Purpose: Keratoconus (KC) is a progressive corneal disease that can lead to corneal blindness if not properly managed. The purpose of this study was to identify genetic associations with KC in China and to investigate whether these genetic variants are associated with corneal thickness and corneal curvature in KC cases. Methods: A genome-wide association study was conducted on 853 patients with KC and 6248 controls. The KC cases were genotyped with the Illumina Infinium Human Asian Screening Array BeadChip, and the controls were genotyped with the Illumina Infinium Human Global Screening Array BeadChip.
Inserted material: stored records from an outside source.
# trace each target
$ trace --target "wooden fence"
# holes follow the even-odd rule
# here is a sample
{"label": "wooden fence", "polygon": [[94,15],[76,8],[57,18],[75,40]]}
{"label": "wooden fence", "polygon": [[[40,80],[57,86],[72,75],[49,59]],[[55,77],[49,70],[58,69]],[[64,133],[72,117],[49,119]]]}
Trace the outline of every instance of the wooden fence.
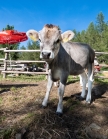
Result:
{"label": "wooden fence", "polygon": [[[7,48],[2,48],[0,51],[4,51],[5,53],[5,58],[1,58],[0,61],[3,61],[4,68],[0,69],[1,72],[3,73],[3,78],[6,78],[6,73],[21,73],[21,74],[48,74],[48,71],[46,70],[45,72],[28,72],[28,71],[17,71],[17,70],[8,70],[7,65],[9,62],[15,63],[15,64],[21,64],[21,63],[45,63],[45,61],[31,61],[31,60],[9,60],[9,53],[11,52],[40,52],[40,50],[8,50]],[[108,52],[95,52],[96,55],[99,54],[108,54]],[[100,66],[108,67],[108,65],[105,64],[100,64]],[[97,76],[96,76],[97,78]]]}

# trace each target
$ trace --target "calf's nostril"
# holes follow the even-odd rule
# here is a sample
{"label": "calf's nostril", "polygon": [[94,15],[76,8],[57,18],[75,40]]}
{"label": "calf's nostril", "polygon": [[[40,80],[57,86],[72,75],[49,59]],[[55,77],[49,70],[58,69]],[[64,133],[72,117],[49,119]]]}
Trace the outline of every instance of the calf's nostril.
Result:
{"label": "calf's nostril", "polygon": [[43,58],[49,58],[51,55],[51,52],[42,52]]}
{"label": "calf's nostril", "polygon": [[51,53],[48,53],[48,57],[50,57]]}

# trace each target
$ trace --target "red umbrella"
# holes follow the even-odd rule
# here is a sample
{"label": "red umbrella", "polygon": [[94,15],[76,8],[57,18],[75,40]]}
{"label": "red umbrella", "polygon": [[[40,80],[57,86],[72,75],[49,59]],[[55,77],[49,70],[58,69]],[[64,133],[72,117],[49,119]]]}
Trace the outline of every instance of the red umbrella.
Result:
{"label": "red umbrella", "polygon": [[28,37],[24,32],[17,32],[16,30],[0,31],[0,44],[15,44],[27,39]]}

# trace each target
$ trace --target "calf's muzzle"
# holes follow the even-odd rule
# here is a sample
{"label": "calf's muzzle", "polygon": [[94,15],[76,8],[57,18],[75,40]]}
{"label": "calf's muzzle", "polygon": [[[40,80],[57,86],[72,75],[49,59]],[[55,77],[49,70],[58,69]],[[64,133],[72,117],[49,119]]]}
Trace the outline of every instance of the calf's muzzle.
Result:
{"label": "calf's muzzle", "polygon": [[49,59],[51,55],[51,52],[42,52],[43,59]]}

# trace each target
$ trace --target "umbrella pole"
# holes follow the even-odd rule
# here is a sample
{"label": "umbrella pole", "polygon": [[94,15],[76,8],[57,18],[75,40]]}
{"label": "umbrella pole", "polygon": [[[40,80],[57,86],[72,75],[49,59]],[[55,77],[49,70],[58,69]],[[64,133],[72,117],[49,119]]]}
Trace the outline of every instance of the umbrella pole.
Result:
{"label": "umbrella pole", "polygon": [[[6,47],[6,50],[7,50],[8,48]],[[8,52],[6,52],[5,53],[5,60],[4,60],[4,71],[6,71],[7,70],[7,60],[8,59]],[[6,78],[6,73],[3,73],[3,78]]]}

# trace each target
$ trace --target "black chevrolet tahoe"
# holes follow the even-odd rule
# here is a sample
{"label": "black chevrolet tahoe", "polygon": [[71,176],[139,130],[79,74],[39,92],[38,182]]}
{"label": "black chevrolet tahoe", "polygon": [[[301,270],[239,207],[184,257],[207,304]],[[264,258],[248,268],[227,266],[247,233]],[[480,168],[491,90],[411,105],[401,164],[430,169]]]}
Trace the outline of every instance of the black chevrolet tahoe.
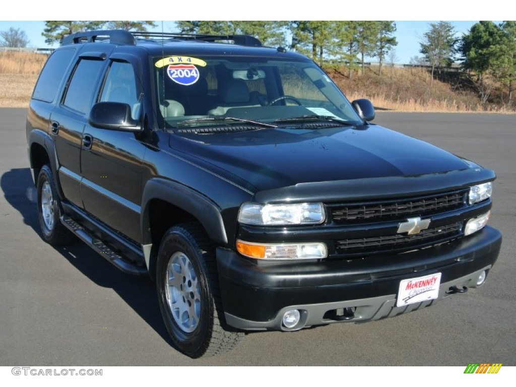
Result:
{"label": "black chevrolet tahoe", "polygon": [[252,37],[70,35],[27,120],[43,238],[150,276],[192,358],[481,285],[494,173],[374,117]]}

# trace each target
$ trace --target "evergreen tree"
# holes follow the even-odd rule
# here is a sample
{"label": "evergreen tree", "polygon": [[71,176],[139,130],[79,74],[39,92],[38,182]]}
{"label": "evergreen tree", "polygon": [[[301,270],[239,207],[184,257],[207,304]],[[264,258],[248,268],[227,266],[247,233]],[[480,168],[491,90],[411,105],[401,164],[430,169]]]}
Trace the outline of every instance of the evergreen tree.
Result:
{"label": "evergreen tree", "polygon": [[56,21],[45,22],[46,27],[41,35],[46,39],[45,42],[52,44],[56,42],[60,42],[67,35],[82,31],[98,29],[105,28],[106,21],[92,20],[88,21]]}
{"label": "evergreen tree", "polygon": [[473,25],[460,43],[463,65],[474,75],[472,80],[478,90],[482,105],[487,103],[493,88],[493,84],[487,82],[487,79],[495,76],[501,66],[503,42],[499,26],[493,22],[481,21]]}
{"label": "evergreen tree", "polygon": [[453,62],[458,41],[456,34],[449,22],[431,23],[430,29],[425,33],[422,41],[420,42],[420,52],[425,55],[426,61],[432,67],[430,85],[433,81],[436,68],[449,66]]}
{"label": "evergreen tree", "polygon": [[376,39],[376,47],[374,50],[376,56],[378,58],[380,62],[380,68],[378,70],[378,74],[382,74],[382,64],[385,58],[387,53],[392,50],[393,47],[397,45],[398,42],[396,40],[396,37],[392,36],[396,32],[396,23],[394,22],[390,21],[379,21],[376,22],[377,26],[377,35]]}
{"label": "evergreen tree", "polygon": [[325,54],[332,50],[335,22],[296,21],[290,23],[291,47],[311,57],[322,66]]}
{"label": "evergreen tree", "polygon": [[501,54],[498,78],[508,88],[507,105],[512,103],[513,83],[516,80],[516,22],[505,21],[500,26],[502,29],[502,46],[498,52]]}
{"label": "evergreen tree", "polygon": [[364,73],[364,59],[374,55],[375,43],[378,36],[378,23],[373,21],[355,22],[357,23],[357,48],[360,55],[362,72]]}
{"label": "evergreen tree", "polygon": [[275,21],[188,20],[177,22],[183,34],[245,35],[259,39],[264,45],[284,45],[287,22]]}
{"label": "evergreen tree", "polygon": [[157,25],[151,20],[117,20],[109,22],[107,28],[109,29],[125,29],[126,31],[146,32],[147,27],[155,28]]}

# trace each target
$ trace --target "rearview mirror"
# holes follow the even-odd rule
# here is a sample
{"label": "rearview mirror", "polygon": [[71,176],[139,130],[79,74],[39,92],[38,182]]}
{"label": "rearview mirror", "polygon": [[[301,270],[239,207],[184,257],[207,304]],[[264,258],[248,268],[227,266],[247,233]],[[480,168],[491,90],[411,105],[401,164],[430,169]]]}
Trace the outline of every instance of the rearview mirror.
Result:
{"label": "rearview mirror", "polygon": [[99,102],[90,111],[90,125],[101,129],[141,132],[140,123],[131,116],[131,106],[120,102]]}
{"label": "rearview mirror", "polygon": [[256,80],[262,79],[265,77],[265,72],[263,70],[256,69],[248,69],[248,70],[235,70],[233,72],[234,79],[243,79],[244,80]]}

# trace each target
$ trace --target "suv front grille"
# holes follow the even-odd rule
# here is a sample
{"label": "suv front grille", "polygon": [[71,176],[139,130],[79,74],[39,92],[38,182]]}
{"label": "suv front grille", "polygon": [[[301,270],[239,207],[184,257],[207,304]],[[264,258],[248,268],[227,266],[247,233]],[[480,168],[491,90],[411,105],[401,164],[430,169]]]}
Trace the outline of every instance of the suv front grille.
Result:
{"label": "suv front grille", "polygon": [[462,235],[462,222],[434,229],[424,230],[419,234],[405,235],[396,234],[368,238],[335,241],[337,254],[353,254],[375,253],[399,249],[412,249],[442,243]]}
{"label": "suv front grille", "polygon": [[466,190],[401,200],[329,206],[337,223],[392,221],[450,211],[464,205]]}

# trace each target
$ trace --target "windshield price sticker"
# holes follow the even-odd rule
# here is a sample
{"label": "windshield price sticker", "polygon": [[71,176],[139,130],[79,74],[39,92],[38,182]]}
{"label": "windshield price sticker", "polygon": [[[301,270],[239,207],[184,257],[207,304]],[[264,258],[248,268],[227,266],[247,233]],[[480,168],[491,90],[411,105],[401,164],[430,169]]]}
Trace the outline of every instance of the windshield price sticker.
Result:
{"label": "windshield price sticker", "polygon": [[193,64],[169,64],[169,77],[176,83],[188,86],[199,80],[199,70]]}
{"label": "windshield price sticker", "polygon": [[201,67],[206,66],[206,62],[199,58],[192,58],[191,56],[168,56],[162,59],[159,59],[154,66],[158,69],[169,64],[196,64]]}
{"label": "windshield price sticker", "polygon": [[404,280],[399,283],[397,307],[433,300],[439,296],[441,273]]}

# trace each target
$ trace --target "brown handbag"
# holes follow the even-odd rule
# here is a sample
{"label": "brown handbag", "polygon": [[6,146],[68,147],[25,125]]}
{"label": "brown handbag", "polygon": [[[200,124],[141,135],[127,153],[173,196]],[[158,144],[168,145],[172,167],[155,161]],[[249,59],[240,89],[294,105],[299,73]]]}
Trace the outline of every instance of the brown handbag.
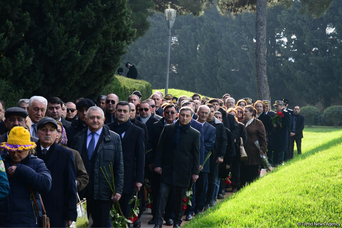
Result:
{"label": "brown handbag", "polygon": [[242,140],[242,138],[240,137],[240,139],[241,141],[241,144],[239,146],[240,154],[241,155],[241,156],[240,157],[240,160],[241,161],[245,161],[247,160],[248,158],[247,157],[246,151],[245,150],[245,148],[244,147],[244,142]]}
{"label": "brown handbag", "polygon": [[[30,190],[31,190],[31,193],[32,194],[32,196],[33,197],[33,200],[35,201],[35,205],[36,205],[36,208],[37,209],[37,211],[39,212],[39,209],[38,208],[38,205],[37,205],[37,202],[36,201],[36,197],[35,197],[35,194],[33,193],[33,191],[31,187],[29,186]],[[42,203],[42,208],[43,209],[43,215],[42,216],[42,227],[43,228],[50,228],[50,219],[46,215],[46,212],[45,211],[45,208],[44,206],[44,204],[43,203],[43,200],[42,200],[42,197],[39,194],[39,198],[40,199],[40,202]]]}

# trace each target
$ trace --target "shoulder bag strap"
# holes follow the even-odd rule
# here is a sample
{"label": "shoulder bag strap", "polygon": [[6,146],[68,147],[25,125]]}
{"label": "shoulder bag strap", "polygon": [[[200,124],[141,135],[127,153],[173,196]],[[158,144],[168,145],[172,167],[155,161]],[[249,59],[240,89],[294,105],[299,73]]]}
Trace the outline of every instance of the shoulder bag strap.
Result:
{"label": "shoulder bag strap", "polygon": [[[33,200],[35,201],[35,205],[36,205],[36,208],[37,209],[37,211],[38,212],[37,213],[39,213],[39,209],[38,208],[38,205],[37,205],[37,202],[36,201],[36,197],[35,197],[35,194],[33,193],[33,191],[32,190],[32,189],[31,188],[31,187],[29,186],[28,186],[30,190],[31,190],[31,193],[32,194],[32,196],[33,197]],[[39,195],[40,196],[40,195]]]}
{"label": "shoulder bag strap", "polygon": [[40,198],[40,202],[42,203],[42,208],[43,208],[43,214],[46,215],[46,212],[45,211],[45,208],[44,207],[44,203],[43,203],[43,200],[42,200],[42,197],[40,196],[40,194],[39,194],[39,198]]}

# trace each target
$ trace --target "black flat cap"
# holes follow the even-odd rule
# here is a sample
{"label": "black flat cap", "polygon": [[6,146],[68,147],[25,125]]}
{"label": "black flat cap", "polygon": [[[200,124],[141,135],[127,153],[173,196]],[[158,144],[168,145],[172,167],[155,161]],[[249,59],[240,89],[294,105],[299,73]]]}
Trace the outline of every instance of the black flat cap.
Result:
{"label": "black flat cap", "polygon": [[77,102],[77,103],[76,104],[76,109],[79,109],[82,107],[90,108],[95,106],[95,103],[94,103],[94,101],[90,99],[84,98]]}
{"label": "black flat cap", "polygon": [[24,118],[27,117],[27,112],[24,109],[18,107],[12,107],[6,110],[5,111],[5,118],[7,118],[13,114],[20,115]]}
{"label": "black flat cap", "polygon": [[55,119],[51,117],[43,117],[39,120],[39,121],[37,123],[37,130],[42,127],[45,124],[48,123],[51,123],[53,124],[55,127],[56,129],[57,129],[57,122],[56,122]]}

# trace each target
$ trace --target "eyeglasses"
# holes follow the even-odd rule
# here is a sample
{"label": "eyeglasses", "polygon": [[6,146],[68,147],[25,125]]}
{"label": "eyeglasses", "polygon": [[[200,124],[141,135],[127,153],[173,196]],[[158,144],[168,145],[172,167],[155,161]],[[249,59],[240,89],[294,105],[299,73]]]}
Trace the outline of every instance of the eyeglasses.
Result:
{"label": "eyeglasses", "polygon": [[66,112],[69,112],[69,111],[70,111],[70,112],[74,112],[75,111],[76,111],[76,110],[75,109],[66,109]]}
{"label": "eyeglasses", "polygon": [[147,108],[139,108],[139,111],[140,112],[142,112],[143,111],[145,111],[145,112],[147,112],[149,110],[149,109]]}
{"label": "eyeglasses", "polygon": [[114,104],[115,103],[115,101],[114,100],[106,100],[106,104],[109,104],[110,103],[111,103],[112,104]]}

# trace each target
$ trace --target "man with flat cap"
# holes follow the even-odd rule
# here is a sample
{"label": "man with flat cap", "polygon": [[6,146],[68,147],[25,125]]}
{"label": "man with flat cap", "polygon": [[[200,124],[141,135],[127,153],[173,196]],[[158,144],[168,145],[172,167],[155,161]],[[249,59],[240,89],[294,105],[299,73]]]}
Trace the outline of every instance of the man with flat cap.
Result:
{"label": "man with flat cap", "polygon": [[77,110],[77,115],[78,118],[71,123],[71,126],[68,128],[67,131],[68,134],[68,146],[70,147],[72,144],[74,136],[87,128],[86,122],[86,114],[88,109],[92,106],[95,106],[95,103],[90,99],[82,99],[76,104],[76,109]]}
{"label": "man with flat cap", "polygon": [[141,97],[143,96],[143,95],[141,95],[141,93],[140,92],[140,91],[138,91],[138,90],[135,90],[132,93],[132,95],[136,95],[138,96],[138,97],[139,98],[139,102],[140,102],[141,100]]}
{"label": "man with flat cap", "polygon": [[[10,108],[6,110],[5,112],[4,120],[7,131],[0,136],[0,143],[7,141],[8,134],[11,129],[14,127],[25,127],[26,123],[26,117],[27,116],[27,112],[26,110],[18,107]],[[38,138],[31,136],[31,141],[37,142]],[[0,153],[2,154],[4,151],[0,150]],[[7,153],[6,151],[6,153]]]}
{"label": "man with flat cap", "polygon": [[51,227],[69,227],[76,221],[76,171],[73,152],[55,142],[57,123],[44,117],[37,123],[36,156],[44,161],[53,180],[50,190],[41,193]]}
{"label": "man with flat cap", "polygon": [[273,143],[271,149],[273,151],[274,165],[281,164],[284,159],[285,150],[288,146],[287,138],[291,117],[289,112],[284,109],[284,104],[281,101],[276,101],[273,105],[278,112],[284,115],[280,123],[274,125],[273,131],[271,135],[271,140]]}

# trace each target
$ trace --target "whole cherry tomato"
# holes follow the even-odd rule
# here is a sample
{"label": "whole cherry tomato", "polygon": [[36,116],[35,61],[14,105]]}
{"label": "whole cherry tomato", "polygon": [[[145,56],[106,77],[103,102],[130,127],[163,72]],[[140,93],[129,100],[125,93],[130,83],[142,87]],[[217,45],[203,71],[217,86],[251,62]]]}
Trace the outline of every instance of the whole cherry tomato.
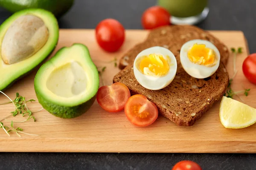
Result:
{"label": "whole cherry tomato", "polygon": [[96,27],[96,39],[99,46],[109,52],[117,51],[125,40],[125,28],[116,20],[106,19]]}
{"label": "whole cherry tomato", "polygon": [[177,163],[172,170],[202,170],[202,168],[193,161],[182,161]]}
{"label": "whole cherry tomato", "polygon": [[244,60],[243,72],[249,81],[256,84],[256,53],[252,54]]}
{"label": "whole cherry tomato", "polygon": [[150,29],[170,24],[171,15],[164,8],[159,6],[151,7],[146,10],[141,18],[144,29]]}

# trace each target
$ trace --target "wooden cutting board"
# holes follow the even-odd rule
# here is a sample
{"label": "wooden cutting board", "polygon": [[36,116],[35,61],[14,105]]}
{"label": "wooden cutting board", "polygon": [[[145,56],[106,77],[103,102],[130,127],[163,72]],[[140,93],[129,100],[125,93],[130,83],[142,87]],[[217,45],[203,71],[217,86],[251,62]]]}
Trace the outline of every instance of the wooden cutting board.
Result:
{"label": "wooden cutting board", "polygon": [[[233,80],[235,91],[250,88],[247,97],[241,97],[244,102],[256,108],[256,85],[250,83],[243,75],[241,66],[249,52],[246,40],[240,31],[210,31],[229,48],[242,47],[244,52],[237,56],[239,70]],[[119,71],[113,63],[106,64],[115,57],[120,57],[135,44],[143,41],[148,32],[143,30],[127,30],[126,39],[118,52],[108,53],[102,51],[95,41],[92,30],[61,30],[58,44],[53,54],[64,46],[81,42],[88,46],[91,57],[97,66],[106,66],[103,75],[105,85],[111,85],[113,76]],[[72,57],[72,56],[70,56]],[[227,65],[230,75],[233,73],[233,56]],[[37,99],[34,90],[34,78],[37,70],[16,82],[5,91],[12,99],[19,92],[27,99]],[[0,74],[7,74],[0,73]],[[8,101],[0,95],[0,103]],[[30,110],[42,108],[37,101],[28,104]],[[24,132],[38,135],[21,134],[18,137],[11,133],[9,137],[0,129],[0,151],[1,152],[160,152],[160,153],[256,153],[256,125],[241,129],[227,129],[221,124],[219,117],[220,102],[217,102],[193,126],[178,126],[168,119],[160,116],[151,125],[141,128],[128,121],[123,112],[108,113],[96,102],[83,115],[72,119],[55,117],[43,110],[35,113],[36,121],[15,124]],[[13,111],[12,104],[0,105],[0,119]],[[3,121],[9,125],[24,118],[8,119]]]}

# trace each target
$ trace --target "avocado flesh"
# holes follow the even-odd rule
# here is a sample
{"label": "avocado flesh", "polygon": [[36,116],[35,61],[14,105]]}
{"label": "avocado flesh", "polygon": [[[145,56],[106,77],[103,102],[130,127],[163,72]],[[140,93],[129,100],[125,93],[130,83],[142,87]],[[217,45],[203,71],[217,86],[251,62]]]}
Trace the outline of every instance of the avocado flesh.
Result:
{"label": "avocado flesh", "polygon": [[74,0],[0,0],[0,6],[12,13],[27,8],[41,8],[58,17],[68,11],[73,2]]}
{"label": "avocado flesh", "polygon": [[35,79],[39,103],[62,118],[85,113],[95,101],[99,84],[98,70],[81,44],[60,49],[41,66]]}
{"label": "avocado flesh", "polygon": [[58,22],[54,16],[41,9],[29,9],[17,12],[0,26],[0,47],[6,34],[13,22],[20,17],[26,15],[35,16],[42,20],[47,26],[49,35],[42,47],[29,57],[21,61],[6,64],[3,60],[0,48],[0,90],[3,91],[41,63],[54,49],[58,39]]}

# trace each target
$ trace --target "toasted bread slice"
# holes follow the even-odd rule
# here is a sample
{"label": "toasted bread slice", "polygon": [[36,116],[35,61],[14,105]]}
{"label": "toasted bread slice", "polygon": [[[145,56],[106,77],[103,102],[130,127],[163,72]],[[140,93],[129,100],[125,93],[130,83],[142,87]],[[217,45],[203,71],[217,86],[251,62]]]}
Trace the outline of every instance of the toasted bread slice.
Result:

Genetic associations with KC, as well as correlations between the positive variants and corneal parameters including central corneal thickness (CCT) and mean keratometry (Km), were compared using PLINK version 1.90. Results: Our present study identified four single-nucleotide polymorphisms (SNPs) within four risk loci (PTGER3 rs2300163, EYA1 rs1077435, ASS1 rs141365191, and CHTF8 rs3743680) associated with KC in Chinese patients that reached genome-wide significance. Among the identified SNPs with P < 1.00 × 10-4, seven SNPs (FOSL2-PLB1 rs12622211, RXRA-COL5A1 rs3118515, rs3132306, rs1536482, rs3118520, KAT6B rs192187772, RAP2A-IPO5 rs41361245) were observed to be associated with CCT, and one SNP (USP13 rs6767552) was found to be associated with Km. Conclusions: In the first genome-wide association study of KC with a relatively large study population in China, we identified four SNPs in four risk loci associated with the disease. The findings enriched the understanding of genetic susceptibility to KC and provided new insights into the genetic etiology of the disease.